Wednesday, June 11, 2008
The Case of the Left-handed Lady
Enola has set up, since the first mystery, a reasonable semblance of an existance for herself, complete with a few different identities and associated disguises. Although set up as a "scientific perditorian," she is mostly concerned, at first anyhow, with keeping herself hidden and figuring out how much her brothers know about her whereabouts, as well as adapting herself to keeping safe on the dangerous streets of Victorian London. Her newfound passion for helping other disguised as a nun doesn't help any, as she performs this role at night, wandering among the slums.
Through the book, a strange series of events turn out to be related as she is drawn into the mystery of a missing girl, learns about some radical new political movements of the time, and set upon at night herself.
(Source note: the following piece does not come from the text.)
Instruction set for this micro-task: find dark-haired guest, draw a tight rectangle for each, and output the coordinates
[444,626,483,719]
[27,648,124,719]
Parallel to this runs the continued avoidance of her brothers, complete with a trick message left by one to trap her, a bit of snooping on her part, and a direct run-in with the ever-so-sharp Sherlock Holmes. Thsi plot will clearly continue to push through any future volumes as well, and at the end of this book, she is determined to keep herself from their grasp, telling them via newspaper ad to 'rot.'
I like the blend of suspense from the two plotlines here, I like Enola's spunk and intelligence, and I especially like the high level of explanation as to Victorian customs that is done throughout, somehow without being overly intrusive. This is a great series for a girl who likes some adventure and some smarts in her reading, but won't leave the girlier girls behind, either.